I blush at the compliment; it’s more a reaction to the soft way he says my given name.  “It was just a bit of simple deduction, really.  Nothing all that…well, no, was a bit brilliant, actually.  Neither Gregson or Lestrade noticed any of it, and they’re supposed professionals.”

“A fact they both grumbled about pitifully, by the way.  Quite a sight, too, two grown men having a small tantrum over being bested by a woman.”

“Back to the Thames?”  Anne gives the towel a good bit of wringing, a hint of some sort of wariness lingering in her tone and the tension of the twist.

“Oh.  Right.”  Watson stops at the fireplace, bending to relight the ruined end of a match, which he then uses to ignite the tobacco in his pipe.  It reminds me that the last of our supply of matches had been in the pocket of my coat before I went into the water.  Useless now.  “We caught up to Mr. Wallace at the docks, preparing to bribe his way onto a steamer bound for America.  When confronted, he denied the entire thing, of course, which might have been more believable if he hadn’t been desperately clutching a case to his chest.  He shouldn’t ever play poker, that one.  Nothing made it clearer he was in possession of something suspicious than that.  I attempted to relieve him of it, and in the struggle, the case was thrown free and landed in the water.  Holmes, being unengaged at the moment, dove in to retrieve it.”

I swat Anne’s hands from the towel and twist it up into a serviceable turban to keep it all in place until it’s dried.  “See, Anne?  A perfectly heroic incident that in no way requires amusement or further discussion.  If anything, it’s proof that medical study, combined with military training, thoroughly damages a man’s sanity and sense of humor.  So, if we’re through…”

“It was for a dog.”  Watson barely manages to hold back a laugh.  “Mrs.

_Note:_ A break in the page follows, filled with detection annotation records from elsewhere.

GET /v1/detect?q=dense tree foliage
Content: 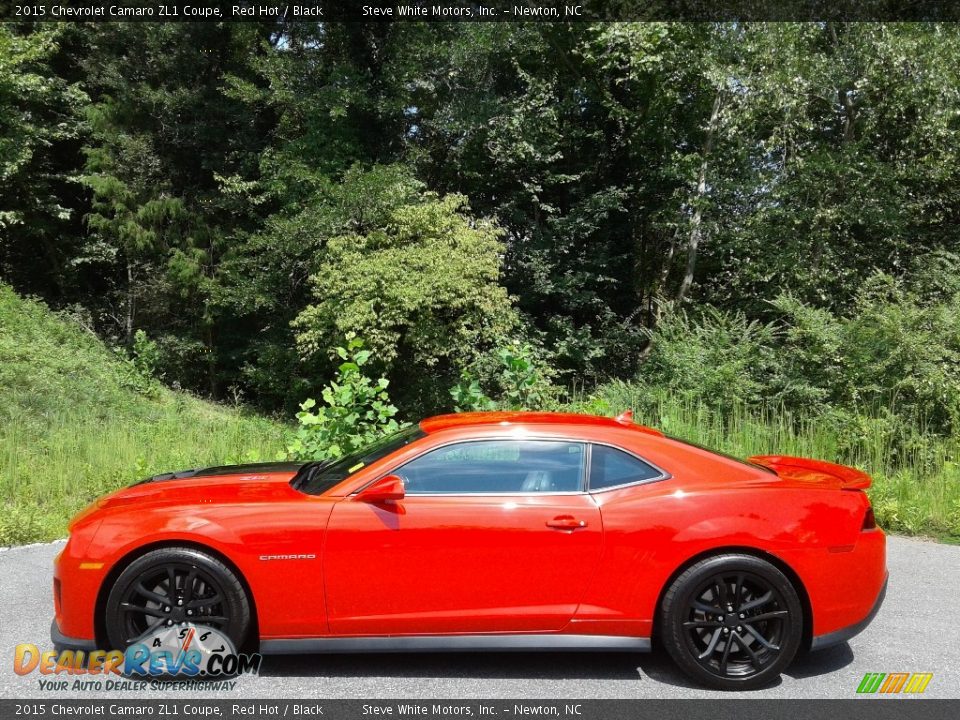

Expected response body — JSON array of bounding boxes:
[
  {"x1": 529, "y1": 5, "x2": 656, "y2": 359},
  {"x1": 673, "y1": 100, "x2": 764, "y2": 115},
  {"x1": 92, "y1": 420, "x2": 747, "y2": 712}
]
[{"x1": 0, "y1": 23, "x2": 960, "y2": 428}]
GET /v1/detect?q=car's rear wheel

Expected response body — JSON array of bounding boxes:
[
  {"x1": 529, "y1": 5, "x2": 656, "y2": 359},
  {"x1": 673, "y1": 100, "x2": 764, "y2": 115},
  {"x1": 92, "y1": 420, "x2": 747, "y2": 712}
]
[
  {"x1": 660, "y1": 554, "x2": 803, "y2": 690},
  {"x1": 104, "y1": 547, "x2": 250, "y2": 649}
]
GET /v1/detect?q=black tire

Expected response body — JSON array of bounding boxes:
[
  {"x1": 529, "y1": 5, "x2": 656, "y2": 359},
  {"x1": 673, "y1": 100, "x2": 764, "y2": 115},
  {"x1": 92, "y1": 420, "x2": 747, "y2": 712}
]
[
  {"x1": 104, "y1": 547, "x2": 250, "y2": 649},
  {"x1": 660, "y1": 554, "x2": 804, "y2": 690}
]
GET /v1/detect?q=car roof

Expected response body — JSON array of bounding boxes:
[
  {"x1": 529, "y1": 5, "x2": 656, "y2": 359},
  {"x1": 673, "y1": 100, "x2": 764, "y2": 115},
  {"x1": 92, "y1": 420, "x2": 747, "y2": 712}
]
[{"x1": 420, "y1": 410, "x2": 663, "y2": 437}]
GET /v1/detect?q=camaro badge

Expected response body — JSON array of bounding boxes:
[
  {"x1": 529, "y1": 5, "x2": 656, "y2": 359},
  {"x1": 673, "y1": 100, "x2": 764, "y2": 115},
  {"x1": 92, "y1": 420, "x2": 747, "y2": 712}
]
[{"x1": 260, "y1": 555, "x2": 317, "y2": 560}]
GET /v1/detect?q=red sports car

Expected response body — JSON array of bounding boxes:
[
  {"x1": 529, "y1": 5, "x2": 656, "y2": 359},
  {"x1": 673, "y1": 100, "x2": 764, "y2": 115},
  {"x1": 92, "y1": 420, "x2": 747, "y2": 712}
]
[{"x1": 51, "y1": 413, "x2": 887, "y2": 689}]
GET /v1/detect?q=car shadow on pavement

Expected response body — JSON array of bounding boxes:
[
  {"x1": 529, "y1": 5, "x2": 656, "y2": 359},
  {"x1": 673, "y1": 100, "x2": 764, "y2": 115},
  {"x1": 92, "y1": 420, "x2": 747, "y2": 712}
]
[
  {"x1": 784, "y1": 643, "x2": 853, "y2": 680},
  {"x1": 259, "y1": 652, "x2": 638, "y2": 680},
  {"x1": 260, "y1": 643, "x2": 853, "y2": 688}
]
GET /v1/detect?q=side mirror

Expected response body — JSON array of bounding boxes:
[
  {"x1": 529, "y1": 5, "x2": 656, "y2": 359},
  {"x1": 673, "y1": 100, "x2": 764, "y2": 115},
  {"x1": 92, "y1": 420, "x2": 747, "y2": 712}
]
[{"x1": 355, "y1": 475, "x2": 406, "y2": 503}]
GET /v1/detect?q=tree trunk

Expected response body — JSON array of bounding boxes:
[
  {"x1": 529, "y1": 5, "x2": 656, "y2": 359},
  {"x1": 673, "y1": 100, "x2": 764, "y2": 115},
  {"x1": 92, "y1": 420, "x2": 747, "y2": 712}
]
[
  {"x1": 676, "y1": 81, "x2": 723, "y2": 301},
  {"x1": 124, "y1": 259, "x2": 137, "y2": 347}
]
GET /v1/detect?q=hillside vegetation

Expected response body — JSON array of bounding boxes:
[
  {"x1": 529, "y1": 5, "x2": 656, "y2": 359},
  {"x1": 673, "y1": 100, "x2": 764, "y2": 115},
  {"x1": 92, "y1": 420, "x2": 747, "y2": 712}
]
[{"x1": 0, "y1": 285, "x2": 283, "y2": 545}]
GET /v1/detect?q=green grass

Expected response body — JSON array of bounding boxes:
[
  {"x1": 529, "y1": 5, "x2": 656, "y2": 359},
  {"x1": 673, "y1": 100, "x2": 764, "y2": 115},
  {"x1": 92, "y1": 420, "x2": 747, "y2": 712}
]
[
  {"x1": 0, "y1": 285, "x2": 285, "y2": 545},
  {"x1": 578, "y1": 383, "x2": 960, "y2": 542},
  {"x1": 0, "y1": 285, "x2": 960, "y2": 545}
]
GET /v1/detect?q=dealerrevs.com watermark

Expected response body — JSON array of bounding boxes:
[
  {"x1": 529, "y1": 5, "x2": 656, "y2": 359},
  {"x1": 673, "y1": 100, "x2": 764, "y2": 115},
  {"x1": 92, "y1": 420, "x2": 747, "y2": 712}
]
[{"x1": 13, "y1": 623, "x2": 262, "y2": 692}]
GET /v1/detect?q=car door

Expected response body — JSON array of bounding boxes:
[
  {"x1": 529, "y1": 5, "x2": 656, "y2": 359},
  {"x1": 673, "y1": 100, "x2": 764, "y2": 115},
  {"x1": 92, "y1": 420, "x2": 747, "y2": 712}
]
[{"x1": 324, "y1": 439, "x2": 603, "y2": 635}]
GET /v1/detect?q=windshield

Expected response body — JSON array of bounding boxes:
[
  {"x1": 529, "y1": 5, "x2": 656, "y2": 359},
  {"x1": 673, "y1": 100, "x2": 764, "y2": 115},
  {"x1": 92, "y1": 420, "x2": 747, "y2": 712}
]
[{"x1": 290, "y1": 425, "x2": 426, "y2": 495}]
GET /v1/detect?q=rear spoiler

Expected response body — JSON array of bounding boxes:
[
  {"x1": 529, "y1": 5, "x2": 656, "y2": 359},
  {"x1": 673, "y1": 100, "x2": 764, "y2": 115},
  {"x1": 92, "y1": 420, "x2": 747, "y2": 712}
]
[{"x1": 747, "y1": 455, "x2": 872, "y2": 490}]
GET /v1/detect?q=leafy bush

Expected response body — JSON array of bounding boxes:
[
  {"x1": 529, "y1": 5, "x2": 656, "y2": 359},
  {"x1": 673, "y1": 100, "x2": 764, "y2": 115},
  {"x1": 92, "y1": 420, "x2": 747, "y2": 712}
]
[
  {"x1": 294, "y1": 168, "x2": 518, "y2": 411},
  {"x1": 450, "y1": 342, "x2": 557, "y2": 412},
  {"x1": 114, "y1": 330, "x2": 160, "y2": 398},
  {"x1": 637, "y1": 307, "x2": 786, "y2": 409},
  {"x1": 287, "y1": 333, "x2": 400, "y2": 460}
]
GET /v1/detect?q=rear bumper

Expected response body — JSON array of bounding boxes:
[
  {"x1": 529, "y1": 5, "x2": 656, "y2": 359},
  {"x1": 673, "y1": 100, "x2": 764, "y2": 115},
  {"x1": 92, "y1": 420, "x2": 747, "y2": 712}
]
[{"x1": 810, "y1": 574, "x2": 889, "y2": 650}]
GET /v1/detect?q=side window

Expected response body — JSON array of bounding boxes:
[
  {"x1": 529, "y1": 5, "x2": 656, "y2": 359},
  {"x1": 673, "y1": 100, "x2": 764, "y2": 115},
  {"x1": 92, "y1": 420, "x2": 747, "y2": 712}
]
[
  {"x1": 396, "y1": 440, "x2": 586, "y2": 495},
  {"x1": 590, "y1": 445, "x2": 663, "y2": 490}
]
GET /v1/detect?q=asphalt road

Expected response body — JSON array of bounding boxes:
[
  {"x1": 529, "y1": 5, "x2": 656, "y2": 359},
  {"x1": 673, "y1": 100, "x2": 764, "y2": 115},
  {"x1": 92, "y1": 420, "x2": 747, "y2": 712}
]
[{"x1": 0, "y1": 537, "x2": 960, "y2": 702}]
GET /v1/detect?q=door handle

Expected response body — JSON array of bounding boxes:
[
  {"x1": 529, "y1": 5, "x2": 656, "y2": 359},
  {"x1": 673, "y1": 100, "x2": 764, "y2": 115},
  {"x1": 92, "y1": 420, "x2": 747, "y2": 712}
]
[{"x1": 547, "y1": 515, "x2": 587, "y2": 530}]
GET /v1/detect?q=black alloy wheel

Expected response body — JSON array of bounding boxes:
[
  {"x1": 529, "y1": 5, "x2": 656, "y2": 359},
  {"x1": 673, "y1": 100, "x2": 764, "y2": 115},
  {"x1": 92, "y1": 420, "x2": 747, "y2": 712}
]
[
  {"x1": 104, "y1": 548, "x2": 250, "y2": 649},
  {"x1": 661, "y1": 555, "x2": 803, "y2": 690}
]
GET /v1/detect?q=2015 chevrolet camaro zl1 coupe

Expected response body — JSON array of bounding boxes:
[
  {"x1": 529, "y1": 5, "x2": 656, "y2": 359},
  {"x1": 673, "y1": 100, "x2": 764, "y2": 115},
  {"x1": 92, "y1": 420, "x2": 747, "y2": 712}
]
[{"x1": 51, "y1": 413, "x2": 887, "y2": 688}]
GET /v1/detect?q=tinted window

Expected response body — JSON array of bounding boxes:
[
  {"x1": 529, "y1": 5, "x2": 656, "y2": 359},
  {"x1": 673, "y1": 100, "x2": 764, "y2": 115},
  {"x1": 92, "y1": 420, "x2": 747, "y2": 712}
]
[
  {"x1": 396, "y1": 440, "x2": 584, "y2": 495},
  {"x1": 590, "y1": 445, "x2": 663, "y2": 490},
  {"x1": 290, "y1": 425, "x2": 426, "y2": 495}
]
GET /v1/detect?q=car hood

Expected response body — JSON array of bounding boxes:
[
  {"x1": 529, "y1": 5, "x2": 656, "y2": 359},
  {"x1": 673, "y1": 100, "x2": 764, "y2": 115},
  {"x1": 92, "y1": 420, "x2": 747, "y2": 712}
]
[
  {"x1": 85, "y1": 463, "x2": 304, "y2": 520},
  {"x1": 133, "y1": 462, "x2": 304, "y2": 487}
]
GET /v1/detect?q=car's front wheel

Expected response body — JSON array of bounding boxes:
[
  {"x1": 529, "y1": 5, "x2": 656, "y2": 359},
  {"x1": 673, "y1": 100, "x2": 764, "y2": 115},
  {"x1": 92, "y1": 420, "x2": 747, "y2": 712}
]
[
  {"x1": 104, "y1": 547, "x2": 250, "y2": 649},
  {"x1": 660, "y1": 554, "x2": 803, "y2": 690}
]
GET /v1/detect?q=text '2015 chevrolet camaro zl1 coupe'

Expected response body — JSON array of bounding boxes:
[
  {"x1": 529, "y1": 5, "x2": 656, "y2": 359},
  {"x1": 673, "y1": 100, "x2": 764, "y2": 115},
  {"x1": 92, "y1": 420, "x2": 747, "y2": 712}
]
[{"x1": 52, "y1": 413, "x2": 887, "y2": 688}]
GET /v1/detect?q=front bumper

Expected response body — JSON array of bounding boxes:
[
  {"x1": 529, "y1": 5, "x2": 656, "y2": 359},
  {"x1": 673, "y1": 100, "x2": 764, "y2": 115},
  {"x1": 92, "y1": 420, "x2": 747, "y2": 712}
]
[
  {"x1": 810, "y1": 573, "x2": 890, "y2": 650},
  {"x1": 50, "y1": 618, "x2": 97, "y2": 653}
]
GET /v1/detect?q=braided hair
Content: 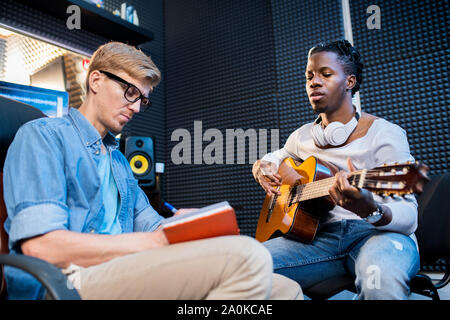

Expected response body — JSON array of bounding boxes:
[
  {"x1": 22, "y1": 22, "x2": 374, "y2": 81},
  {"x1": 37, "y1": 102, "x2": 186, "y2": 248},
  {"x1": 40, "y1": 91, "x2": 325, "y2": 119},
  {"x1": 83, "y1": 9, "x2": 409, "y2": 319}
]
[{"x1": 308, "y1": 40, "x2": 364, "y2": 95}]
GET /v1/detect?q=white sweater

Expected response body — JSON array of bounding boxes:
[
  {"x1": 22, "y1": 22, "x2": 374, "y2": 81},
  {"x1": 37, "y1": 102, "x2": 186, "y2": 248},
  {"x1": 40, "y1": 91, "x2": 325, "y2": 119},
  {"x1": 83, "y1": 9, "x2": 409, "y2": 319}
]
[{"x1": 262, "y1": 118, "x2": 417, "y2": 240}]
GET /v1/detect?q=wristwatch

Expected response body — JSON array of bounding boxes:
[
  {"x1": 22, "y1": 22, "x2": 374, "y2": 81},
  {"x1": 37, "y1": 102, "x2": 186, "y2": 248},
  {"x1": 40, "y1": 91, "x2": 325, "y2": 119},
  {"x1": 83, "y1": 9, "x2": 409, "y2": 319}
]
[{"x1": 365, "y1": 203, "x2": 384, "y2": 224}]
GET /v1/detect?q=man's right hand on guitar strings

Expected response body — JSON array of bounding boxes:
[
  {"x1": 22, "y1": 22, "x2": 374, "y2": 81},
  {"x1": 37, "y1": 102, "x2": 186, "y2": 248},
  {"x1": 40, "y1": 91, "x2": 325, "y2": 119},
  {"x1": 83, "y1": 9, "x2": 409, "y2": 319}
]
[{"x1": 252, "y1": 160, "x2": 281, "y2": 196}]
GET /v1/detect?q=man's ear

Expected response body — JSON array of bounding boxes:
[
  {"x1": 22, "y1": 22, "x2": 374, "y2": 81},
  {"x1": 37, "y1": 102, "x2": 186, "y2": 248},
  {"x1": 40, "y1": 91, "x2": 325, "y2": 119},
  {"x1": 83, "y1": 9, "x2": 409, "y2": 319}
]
[
  {"x1": 89, "y1": 70, "x2": 101, "y2": 93},
  {"x1": 346, "y1": 74, "x2": 356, "y2": 90}
]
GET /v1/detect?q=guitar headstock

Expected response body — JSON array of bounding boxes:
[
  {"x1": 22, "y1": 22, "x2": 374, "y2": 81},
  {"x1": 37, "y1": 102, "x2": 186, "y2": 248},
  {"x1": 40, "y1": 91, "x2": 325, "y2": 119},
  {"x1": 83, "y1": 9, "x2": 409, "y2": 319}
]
[{"x1": 351, "y1": 162, "x2": 430, "y2": 196}]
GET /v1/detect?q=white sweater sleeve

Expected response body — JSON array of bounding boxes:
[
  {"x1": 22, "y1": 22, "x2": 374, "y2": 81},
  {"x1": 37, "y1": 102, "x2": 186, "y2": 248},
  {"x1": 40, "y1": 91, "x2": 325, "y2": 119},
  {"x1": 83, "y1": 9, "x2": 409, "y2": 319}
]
[
  {"x1": 373, "y1": 122, "x2": 417, "y2": 235},
  {"x1": 261, "y1": 129, "x2": 300, "y2": 169}
]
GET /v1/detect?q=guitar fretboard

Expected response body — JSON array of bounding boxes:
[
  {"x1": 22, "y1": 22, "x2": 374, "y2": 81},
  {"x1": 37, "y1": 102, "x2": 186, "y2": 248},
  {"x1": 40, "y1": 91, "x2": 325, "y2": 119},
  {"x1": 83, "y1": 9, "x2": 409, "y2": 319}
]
[{"x1": 291, "y1": 170, "x2": 367, "y2": 203}]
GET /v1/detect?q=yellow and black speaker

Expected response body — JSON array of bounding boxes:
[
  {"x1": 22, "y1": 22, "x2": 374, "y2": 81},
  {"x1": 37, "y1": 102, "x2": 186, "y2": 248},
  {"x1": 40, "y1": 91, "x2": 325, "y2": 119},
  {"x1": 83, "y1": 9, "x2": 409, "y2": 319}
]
[{"x1": 125, "y1": 136, "x2": 155, "y2": 187}]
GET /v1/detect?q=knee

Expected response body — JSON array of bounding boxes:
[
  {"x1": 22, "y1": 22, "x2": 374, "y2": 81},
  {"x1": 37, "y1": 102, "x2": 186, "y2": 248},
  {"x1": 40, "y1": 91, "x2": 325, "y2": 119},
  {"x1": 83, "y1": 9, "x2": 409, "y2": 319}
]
[
  {"x1": 355, "y1": 264, "x2": 409, "y2": 300},
  {"x1": 355, "y1": 236, "x2": 419, "y2": 300}
]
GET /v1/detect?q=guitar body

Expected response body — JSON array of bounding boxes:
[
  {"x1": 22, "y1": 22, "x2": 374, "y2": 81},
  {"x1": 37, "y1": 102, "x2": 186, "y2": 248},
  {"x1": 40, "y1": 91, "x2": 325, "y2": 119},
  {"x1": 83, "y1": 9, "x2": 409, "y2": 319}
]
[{"x1": 255, "y1": 157, "x2": 338, "y2": 243}]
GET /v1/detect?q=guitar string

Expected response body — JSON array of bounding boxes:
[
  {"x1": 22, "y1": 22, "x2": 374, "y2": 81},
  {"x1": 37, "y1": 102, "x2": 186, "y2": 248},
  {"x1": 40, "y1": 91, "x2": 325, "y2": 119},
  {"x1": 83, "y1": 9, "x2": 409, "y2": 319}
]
[
  {"x1": 294, "y1": 170, "x2": 404, "y2": 202},
  {"x1": 294, "y1": 169, "x2": 404, "y2": 201}
]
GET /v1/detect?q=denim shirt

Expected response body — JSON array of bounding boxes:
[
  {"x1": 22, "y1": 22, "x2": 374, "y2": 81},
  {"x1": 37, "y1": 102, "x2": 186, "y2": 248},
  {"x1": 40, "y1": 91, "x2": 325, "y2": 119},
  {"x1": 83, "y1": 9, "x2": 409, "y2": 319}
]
[{"x1": 3, "y1": 108, "x2": 163, "y2": 299}]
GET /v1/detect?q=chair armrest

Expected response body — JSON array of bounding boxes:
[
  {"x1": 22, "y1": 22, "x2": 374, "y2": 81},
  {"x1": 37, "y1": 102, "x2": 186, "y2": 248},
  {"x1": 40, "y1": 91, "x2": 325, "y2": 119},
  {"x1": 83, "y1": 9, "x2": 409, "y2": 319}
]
[{"x1": 0, "y1": 254, "x2": 81, "y2": 300}]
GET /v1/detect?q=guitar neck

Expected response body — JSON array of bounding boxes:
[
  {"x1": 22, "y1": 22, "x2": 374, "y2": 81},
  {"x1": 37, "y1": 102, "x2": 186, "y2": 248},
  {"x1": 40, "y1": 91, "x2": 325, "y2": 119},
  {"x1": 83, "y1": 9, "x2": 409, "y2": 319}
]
[{"x1": 292, "y1": 170, "x2": 367, "y2": 203}]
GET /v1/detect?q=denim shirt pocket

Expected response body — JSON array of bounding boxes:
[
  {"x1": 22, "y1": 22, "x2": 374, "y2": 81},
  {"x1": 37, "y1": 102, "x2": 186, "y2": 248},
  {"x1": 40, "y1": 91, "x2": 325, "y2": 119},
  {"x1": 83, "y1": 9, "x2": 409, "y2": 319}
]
[{"x1": 122, "y1": 178, "x2": 137, "y2": 232}]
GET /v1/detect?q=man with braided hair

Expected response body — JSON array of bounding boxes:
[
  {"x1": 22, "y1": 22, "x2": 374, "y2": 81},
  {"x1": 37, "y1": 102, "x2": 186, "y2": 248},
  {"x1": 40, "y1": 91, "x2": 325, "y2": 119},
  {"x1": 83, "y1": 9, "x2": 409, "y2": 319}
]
[{"x1": 253, "y1": 40, "x2": 419, "y2": 299}]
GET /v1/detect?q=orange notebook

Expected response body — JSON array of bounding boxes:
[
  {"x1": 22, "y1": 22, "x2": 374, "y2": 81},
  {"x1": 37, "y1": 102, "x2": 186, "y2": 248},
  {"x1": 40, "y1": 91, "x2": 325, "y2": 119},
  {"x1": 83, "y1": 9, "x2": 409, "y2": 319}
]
[{"x1": 162, "y1": 201, "x2": 240, "y2": 244}]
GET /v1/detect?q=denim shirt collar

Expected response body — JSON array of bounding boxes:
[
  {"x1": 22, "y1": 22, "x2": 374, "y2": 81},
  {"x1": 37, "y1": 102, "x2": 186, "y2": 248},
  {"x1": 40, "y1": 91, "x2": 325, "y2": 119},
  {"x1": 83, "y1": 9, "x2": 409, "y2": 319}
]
[{"x1": 69, "y1": 108, "x2": 119, "y2": 150}]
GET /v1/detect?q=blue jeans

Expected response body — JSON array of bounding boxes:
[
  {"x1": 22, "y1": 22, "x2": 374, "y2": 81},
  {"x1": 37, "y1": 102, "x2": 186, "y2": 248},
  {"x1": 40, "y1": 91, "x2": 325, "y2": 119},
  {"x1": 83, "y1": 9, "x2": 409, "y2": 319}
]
[{"x1": 263, "y1": 220, "x2": 420, "y2": 300}]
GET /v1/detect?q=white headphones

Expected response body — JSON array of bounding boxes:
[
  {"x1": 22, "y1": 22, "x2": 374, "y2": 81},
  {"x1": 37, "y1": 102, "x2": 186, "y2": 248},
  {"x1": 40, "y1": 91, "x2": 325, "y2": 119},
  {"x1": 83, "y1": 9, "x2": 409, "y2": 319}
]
[{"x1": 311, "y1": 111, "x2": 360, "y2": 147}]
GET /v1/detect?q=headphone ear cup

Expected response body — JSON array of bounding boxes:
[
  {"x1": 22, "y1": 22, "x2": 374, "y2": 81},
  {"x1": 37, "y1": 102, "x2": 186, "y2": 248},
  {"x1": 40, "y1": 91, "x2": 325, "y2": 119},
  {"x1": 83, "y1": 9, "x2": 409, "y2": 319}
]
[
  {"x1": 324, "y1": 117, "x2": 358, "y2": 146},
  {"x1": 311, "y1": 124, "x2": 328, "y2": 147},
  {"x1": 324, "y1": 121, "x2": 347, "y2": 146}
]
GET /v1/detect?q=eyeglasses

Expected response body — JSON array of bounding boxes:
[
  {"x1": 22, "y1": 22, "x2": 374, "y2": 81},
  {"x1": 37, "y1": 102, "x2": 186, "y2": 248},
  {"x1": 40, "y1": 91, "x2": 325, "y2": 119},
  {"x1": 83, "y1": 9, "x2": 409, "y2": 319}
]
[{"x1": 99, "y1": 70, "x2": 152, "y2": 112}]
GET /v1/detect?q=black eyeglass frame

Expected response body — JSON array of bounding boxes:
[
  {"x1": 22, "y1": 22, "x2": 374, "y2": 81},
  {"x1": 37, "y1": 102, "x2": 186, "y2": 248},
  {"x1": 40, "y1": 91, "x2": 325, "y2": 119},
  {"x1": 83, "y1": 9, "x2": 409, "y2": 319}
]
[{"x1": 99, "y1": 70, "x2": 152, "y2": 112}]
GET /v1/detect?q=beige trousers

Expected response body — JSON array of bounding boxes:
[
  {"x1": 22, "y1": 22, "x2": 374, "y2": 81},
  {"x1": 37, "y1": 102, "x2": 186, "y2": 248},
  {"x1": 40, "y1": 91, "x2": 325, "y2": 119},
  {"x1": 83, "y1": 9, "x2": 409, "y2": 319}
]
[{"x1": 69, "y1": 236, "x2": 303, "y2": 300}]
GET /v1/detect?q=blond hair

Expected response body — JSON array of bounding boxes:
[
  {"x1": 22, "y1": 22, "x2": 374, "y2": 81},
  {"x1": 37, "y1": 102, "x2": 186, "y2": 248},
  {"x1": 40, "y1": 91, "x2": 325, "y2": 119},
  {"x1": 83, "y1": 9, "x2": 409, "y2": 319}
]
[{"x1": 86, "y1": 41, "x2": 161, "y2": 92}]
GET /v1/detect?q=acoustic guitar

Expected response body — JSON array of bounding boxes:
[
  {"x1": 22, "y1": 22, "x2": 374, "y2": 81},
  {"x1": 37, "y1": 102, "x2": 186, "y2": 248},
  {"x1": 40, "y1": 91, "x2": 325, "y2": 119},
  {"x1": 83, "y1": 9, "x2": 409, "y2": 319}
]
[{"x1": 255, "y1": 157, "x2": 429, "y2": 243}]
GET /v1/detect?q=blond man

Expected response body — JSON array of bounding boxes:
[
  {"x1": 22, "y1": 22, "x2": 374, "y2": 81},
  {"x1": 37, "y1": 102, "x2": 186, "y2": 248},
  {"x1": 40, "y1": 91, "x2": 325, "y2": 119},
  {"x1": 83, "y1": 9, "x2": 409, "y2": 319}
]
[{"x1": 4, "y1": 42, "x2": 302, "y2": 299}]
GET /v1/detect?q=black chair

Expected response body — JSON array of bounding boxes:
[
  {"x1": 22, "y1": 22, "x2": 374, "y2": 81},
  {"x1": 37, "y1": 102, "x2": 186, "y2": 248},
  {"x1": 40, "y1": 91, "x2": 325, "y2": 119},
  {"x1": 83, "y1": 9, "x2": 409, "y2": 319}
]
[
  {"x1": 0, "y1": 96, "x2": 80, "y2": 300},
  {"x1": 303, "y1": 172, "x2": 450, "y2": 300}
]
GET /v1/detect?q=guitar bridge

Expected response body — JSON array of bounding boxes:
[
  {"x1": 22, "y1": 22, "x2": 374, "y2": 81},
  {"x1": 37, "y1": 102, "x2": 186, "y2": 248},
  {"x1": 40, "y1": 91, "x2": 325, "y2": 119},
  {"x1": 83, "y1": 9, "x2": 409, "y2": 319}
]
[
  {"x1": 288, "y1": 184, "x2": 298, "y2": 207},
  {"x1": 266, "y1": 187, "x2": 280, "y2": 222}
]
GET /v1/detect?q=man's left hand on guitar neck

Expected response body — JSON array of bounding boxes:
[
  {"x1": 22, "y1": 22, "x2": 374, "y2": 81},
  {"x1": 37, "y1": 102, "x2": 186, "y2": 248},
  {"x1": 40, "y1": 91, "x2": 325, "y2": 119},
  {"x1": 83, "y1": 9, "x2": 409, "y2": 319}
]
[{"x1": 329, "y1": 158, "x2": 392, "y2": 226}]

Farintosh forgot to mention, at the time she hired us, that the priceless family heirloom in question belonged to her poodle.  A fact made blatantly clear when Holmes removed it, with a triumphant flourish, from the case as proof of the nephew’s complicity.”  The chortle rolls up from Watson’s midsection and explodes outwards with bombastic amusement.

Anne suppresses a giggle of her own.  “An opal tiara?  For a dog?”

“The opals were arranged in the shape of a bone!”

Watson is very lucky that the teacup I throw at his head is empty and that his reflexes are sharp enough to avoid the impact.